Comparaison internationale : J-35 vs F-35
Similarités esthétiques et différences doctrinales
Les similitudes entre le J-35 et le F-35 sautent aux yeux : silhouette furtive, position centrale de la soute, empennages en V. Pourtant, les différences sont profondes. Le J-35, bimoteur, privilégie la sécurité et la portée, tandis que le F-35, monomoteur, mise sur l’intégration des capteurs et le réseau de données. Tactiquement, le chasseur chinois semble conçu pour des missions de supériorité aérienne à courte et moyenne portée, plutôt que pour la guerre d’information globale prônée par les États-Unis. L’approche chinoise est plus conservatrice, mais redoutablement efficace dans son contexte régional.
Questions usuelles
D’après les pilotes d’essai, comment se comporte l’avion lors des appontages ?

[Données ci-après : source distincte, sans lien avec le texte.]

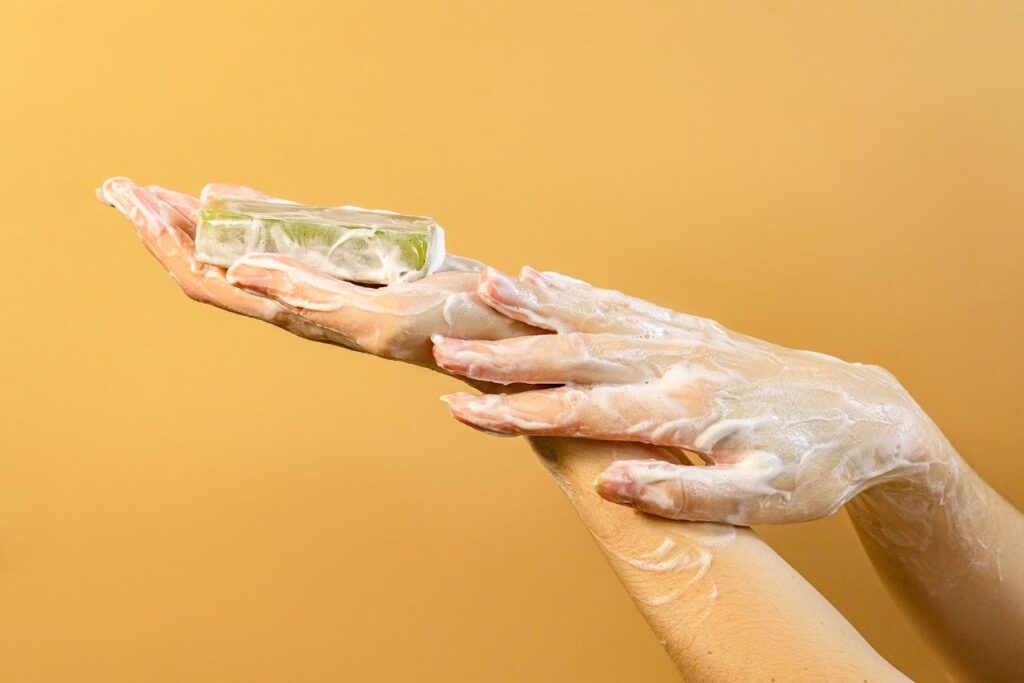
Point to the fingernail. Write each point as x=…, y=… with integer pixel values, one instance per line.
x=446, y=351
x=532, y=276
x=496, y=286
x=617, y=483
x=248, y=276
x=457, y=400
x=133, y=202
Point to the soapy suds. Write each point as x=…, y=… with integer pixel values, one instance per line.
x=788, y=435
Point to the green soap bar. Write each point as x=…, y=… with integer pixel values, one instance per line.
x=348, y=243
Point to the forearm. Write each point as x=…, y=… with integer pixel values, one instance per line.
x=724, y=604
x=948, y=547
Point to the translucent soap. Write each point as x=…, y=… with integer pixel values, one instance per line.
x=348, y=243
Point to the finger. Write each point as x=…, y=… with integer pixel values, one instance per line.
x=728, y=494
x=561, y=358
x=155, y=221
x=222, y=190
x=549, y=304
x=623, y=413
x=296, y=284
x=185, y=205
x=461, y=264
x=644, y=309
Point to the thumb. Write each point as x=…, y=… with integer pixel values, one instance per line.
x=727, y=494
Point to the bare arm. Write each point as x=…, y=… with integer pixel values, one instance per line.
x=725, y=606
x=787, y=436
x=723, y=603
x=949, y=548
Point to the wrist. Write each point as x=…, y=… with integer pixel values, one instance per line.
x=906, y=510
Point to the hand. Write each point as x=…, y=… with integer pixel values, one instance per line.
x=393, y=322
x=788, y=435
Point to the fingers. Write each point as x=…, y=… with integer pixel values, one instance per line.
x=157, y=223
x=461, y=264
x=563, y=304
x=560, y=358
x=184, y=205
x=221, y=190
x=729, y=494
x=295, y=284
x=622, y=413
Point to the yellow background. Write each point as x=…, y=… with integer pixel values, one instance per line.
x=187, y=496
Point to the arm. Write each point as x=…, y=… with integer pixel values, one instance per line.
x=949, y=549
x=787, y=436
x=725, y=605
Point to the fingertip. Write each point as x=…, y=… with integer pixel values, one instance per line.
x=497, y=288
x=615, y=484
x=445, y=352
x=532, y=276
x=246, y=275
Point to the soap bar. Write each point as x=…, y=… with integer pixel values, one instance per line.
x=348, y=243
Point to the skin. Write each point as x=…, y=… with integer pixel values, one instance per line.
x=724, y=605
x=787, y=436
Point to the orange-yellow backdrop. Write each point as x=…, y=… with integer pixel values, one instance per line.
x=186, y=496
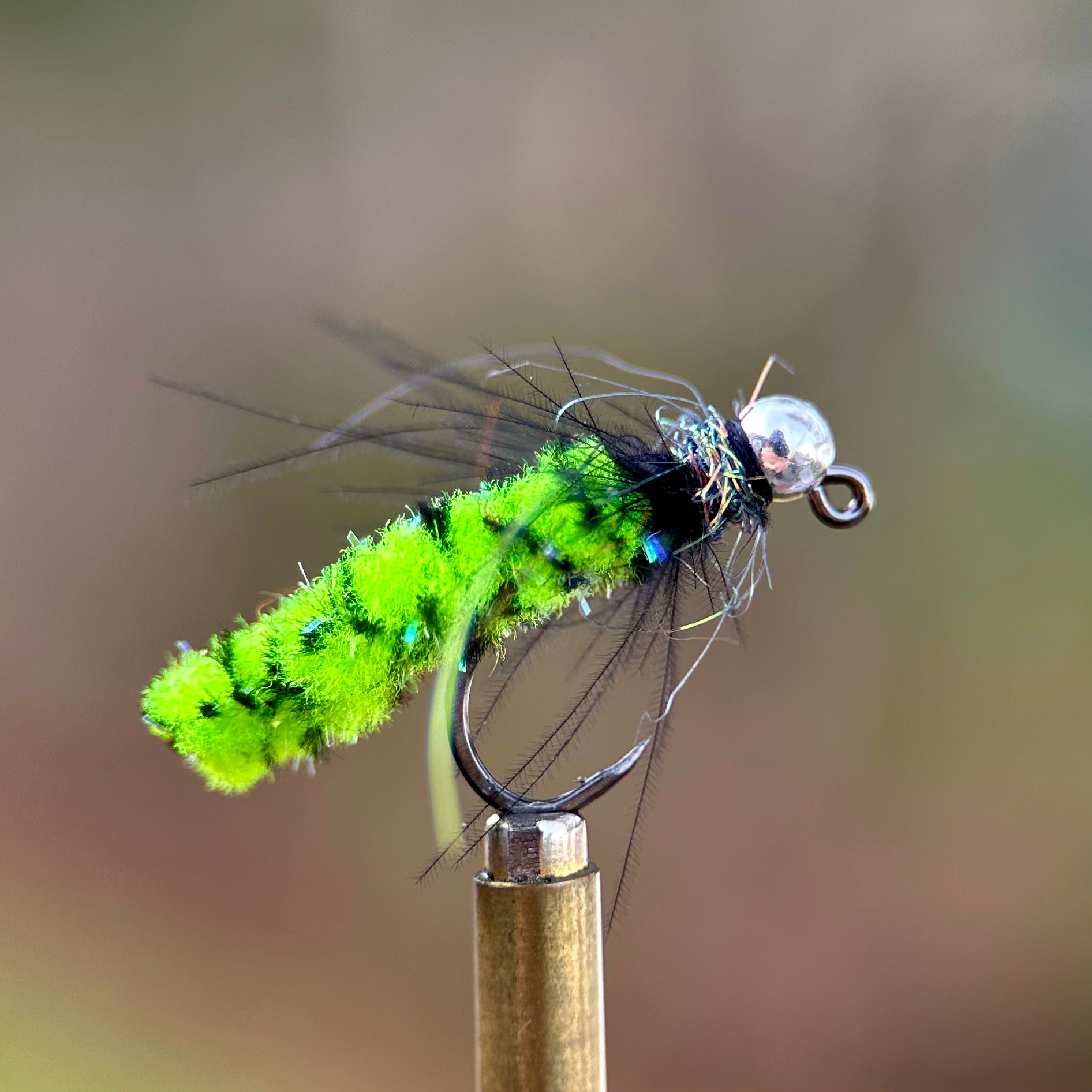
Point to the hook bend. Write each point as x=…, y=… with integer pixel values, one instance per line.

Les premiers retours indiquent une stabilité remarquable durant les approches finales, facilitée par un cockpit offrant une excellente visibilité vers l’arrière. Le contrôle en roulis est précis, ce qui est crucial pour aligner l’avion sur la trajectoire de catapultage ou d’atterrissage.
Quelles sont les spécificités du radar AESA installé dans le nez de l’appareil ?
Le radar AESA du J-35 permet une détection à longue portée et une résistance accrue aux brouillages. Il intègre des modes de balayage rapide et une fonction LPI (Low Probability of Intercept), rendant difficile son repérage par l’ennemi.
Quel est l’impact du choix bimoteur sur les coûts opérationnels ?
Le bimoteur augmente la maintenance et la consommation de carburant, ce qui hausse les coûts à long terme. En revanche, il offre une sécurité opérationnelle supérieure, réduisant le risque de perte d’appareil en mer.
Le J-35 est-il déjà certifié pour l’exportation vers d’autres nations ?
La version destinée à l’exportation, dérivée du FC-31, est en cours de promotion. Cependant, la certification du J-35 stricto sensu pour des alliés reste soumise à des accords stratégiques et des garanties technologiques strictes.